Onsite sewage management systems (such as septics) process waste water generated from the household where the property is not connected to Council’s reticulated sewerage system.

On-site sewage management systems are like miniature sewage treatment plants.  If they are misused, overworked, or incorrectly maintained, they will fail and cause problems such as:

  • Public health risks due of people to exposure to bacteria, viruses, parasites and other disease-causing organisms from raw sewage. Diseases from exposure to raw sewage include:

    - Bacterial: Salmonella, E.coli, Shigella, Diarrhoea, Trachoma.

    - Viral: Gastroenteritis, Hepatitis A.

    - Parasites: Giardia, Cryptosporidium, Dwarf Tapeworm, Threadworm, Hookworm.

  • Insects and vermin can act as vectors of disease where they have access to raw sewage.
  • Ground and surface water contamination.

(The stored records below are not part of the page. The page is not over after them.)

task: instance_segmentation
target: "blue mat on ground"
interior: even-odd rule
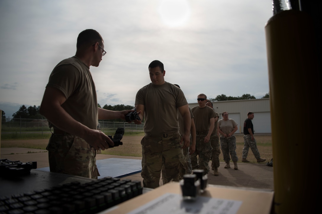
[[[108,158],[96,160],[96,165],[100,176],[99,178],[110,176],[121,178],[140,172],[142,170],[141,160],[123,158]],[[49,167],[37,170],[49,171]]]

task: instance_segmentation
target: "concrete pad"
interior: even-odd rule
[[[28,153],[37,151],[37,153]],[[1,148],[1,159],[6,158],[10,160],[20,160],[23,162],[36,161],[37,168],[49,166],[48,153],[46,150],[34,150],[24,148]],[[10,154],[14,153],[14,154]],[[4,154],[3,155],[3,154]],[[141,157],[133,157],[111,155],[98,154],[97,160],[109,158],[121,158],[141,160]],[[219,176],[215,176],[213,171],[211,169],[208,174],[208,183],[210,184],[225,186],[237,186],[269,190],[274,189],[273,167],[266,165],[267,162],[261,163],[253,164],[238,163],[238,169],[232,168],[225,169],[225,163],[221,162],[218,168]],[[209,165],[211,168],[211,162]],[[233,166],[232,162],[231,165]],[[123,178],[132,180],[141,181],[143,179],[140,173],[124,177]],[[160,178],[159,184],[163,184]]]

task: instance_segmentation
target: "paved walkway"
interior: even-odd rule
[[[24,148],[1,148],[1,159],[10,160],[19,160],[23,163],[37,161],[37,168],[49,167],[48,153],[46,150]],[[98,154],[98,160],[111,158],[126,158],[141,159],[140,157],[120,156]],[[218,168],[219,176],[214,176],[211,170],[208,174],[208,183],[217,185],[238,186],[251,188],[274,189],[273,167],[266,165],[268,161],[260,164],[238,163],[238,170],[232,168],[225,169],[225,165],[220,163]],[[209,162],[211,166],[211,162]],[[231,166],[233,166],[232,162]],[[211,166],[210,166],[211,168]],[[124,177],[132,180],[141,181],[142,179],[140,173]],[[162,185],[160,179],[160,184]]]

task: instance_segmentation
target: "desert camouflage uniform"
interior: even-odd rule
[[[217,129],[216,131],[216,133]],[[214,170],[215,167],[218,168],[220,165],[219,162],[219,155],[220,154],[219,139],[216,133],[212,134],[210,135],[210,144],[213,147],[211,156],[211,169]]]
[[[53,134],[46,148],[50,171],[97,179],[96,151],[85,141],[68,133]]]
[[[238,158],[236,154],[236,137],[232,135],[228,138],[226,138],[224,137],[220,136],[220,146],[223,160],[225,163],[230,161],[230,157],[229,154],[232,157],[233,161],[237,161]]]
[[[165,167],[162,174],[164,184],[182,179],[186,162],[180,144],[181,139],[178,133],[166,137],[146,136],[142,139],[141,176],[144,187],[155,188],[159,186],[163,164]]]
[[[206,134],[197,134],[196,135],[196,150],[191,155],[191,165],[193,169],[203,169],[206,173],[209,172],[208,165],[209,160],[211,157],[213,147],[211,146],[211,140],[206,143],[204,142],[204,138]],[[198,150],[203,151],[202,153],[199,153],[199,158],[197,161]]]
[[[257,159],[260,158],[260,152],[258,151],[257,146],[256,145],[256,140],[251,140],[251,135],[250,134],[245,134],[244,135],[244,148],[242,150],[243,158],[246,159],[248,155],[248,150],[250,147],[254,154],[254,156]]]

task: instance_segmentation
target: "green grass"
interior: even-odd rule
[[[115,130],[107,130],[104,133],[106,135],[111,135],[112,137],[115,133]],[[126,130],[124,132],[124,136],[137,135],[144,133],[142,130]],[[51,133],[48,131],[42,133],[42,132],[35,132],[33,131],[31,133],[28,133],[25,131],[20,133],[20,132],[16,132],[10,133],[1,133],[2,140],[31,140],[33,139],[49,139],[51,136]]]
[[[47,132],[40,133],[23,133],[18,132],[8,133],[1,133],[1,140],[30,140],[33,139],[49,139],[51,133]]]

Pollution of ground water, bore water supplies and creek/river systems.
  • Soil and vegetable degradation impacting useability of the land.
  • Local amenity issues such as aesthetics, odour, dust, vectors and excessive noise.

A badly maintained septic can cause impacts up to 50 km downstream in the right conditions.  Research by the State Government in the mid 1990’s found that 20% of households in regional NSW have some type of on-site sewage management system and 70% of these at the time failed to meet public health and environmental standards.